Beyond Iconic: Photographer Dennis Stock is a 2011 American biographical documentary film, written, produced and directed by Hanna Sawka Hamaguchi. The film chronicles the personal and professional life of photographer Dennis Stock. It is narrated by Stock himself and was completed before his death in 2010. The film illuminated different aspects of Stock's life including his classroom at the Omega Institute, where he taught a master class on photography before his death.

The film premiered at 20th Hot Springs Documentary Film Festival on October 15, 2011. Later the film screened at number of festivals including 35th São Paulo International Film Festival, 2014 DOC NYC Film Festival, 34th Denver Film Festival and 2014 Visions du Réel.

==Synopsis==
The film explores the work and life of one of the late 20th century's most influential photographers in his own words and through hundreds of his famous photographs.

==Reception==
The film received mostly positive reviews from critics. Lauren Wissot in her review for Filmmaker: The Magazine of Independent Film praised the director by saying that "Hamaguchi smartly cuts from Stock’s master class to direct interviews with the no-nonsense product of The Bronx (“The more you rationalize bad pictures the further you get from taking good pictures,” he advises his students), juxtaposed with Stock narrating the stories behind many of his legendary stills, including the shot of a pre-iconic James Dean navigating Times Square in the rain.

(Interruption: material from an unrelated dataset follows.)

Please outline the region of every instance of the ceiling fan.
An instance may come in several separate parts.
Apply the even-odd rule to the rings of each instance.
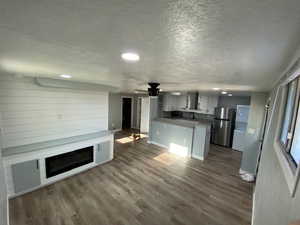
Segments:
[[[161,91],[159,87],[160,83],[157,82],[149,82],[148,85],[150,86],[148,90],[139,90],[136,89],[134,93],[136,94],[148,94],[150,97],[157,97],[159,92]]]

Stock comes off as a brilliant teacher – both brutally honest and sensitive, and able to clearly articulate what works in a photo, what doesn’t, and why."

Colorado Photographic Arts Center in their review praised Hamaguchi: "Her film balances Stock’s quiet, contemplative life with his wife and pets against his worldly, vibrant, and yet somehow equally intimate portraits of actors, musicians, and a generation of iconoclasts struggling to find meaning in an increasingly pop culture–driven America."

Ann Hutton of Almanac gave the film a positive review by saying that "Stock’s artistic philosophy, his commitment to integrity of purpose and his ability to see the story in a picture are expertly depicted in this unnarrated treatment." She further added that "Stock’s work is much more than just a bio in photographs, as Sawka, who grew up in High Falls and has four award-winning short films to her credit, gets inside the artist, goes beyond the “iconic” and finds the man behind the beautiful and evocative pictures."

Mark Antonation, in his review for the Starz Denver Film Festival said that "The director balances Stock’s quiet, contemplative life with his wife and pets against his worldly, vibrant, and yet somehow equally intimate portraits of actors, musicians, and a generation of iconoclasts struggling to find meaning in an increasingly pop culture–driven America. While his pictures need no explanation, Hamaguchi allows Stock’s belief in his work to echo with the same eloquence, clarity, and confidence they emanate."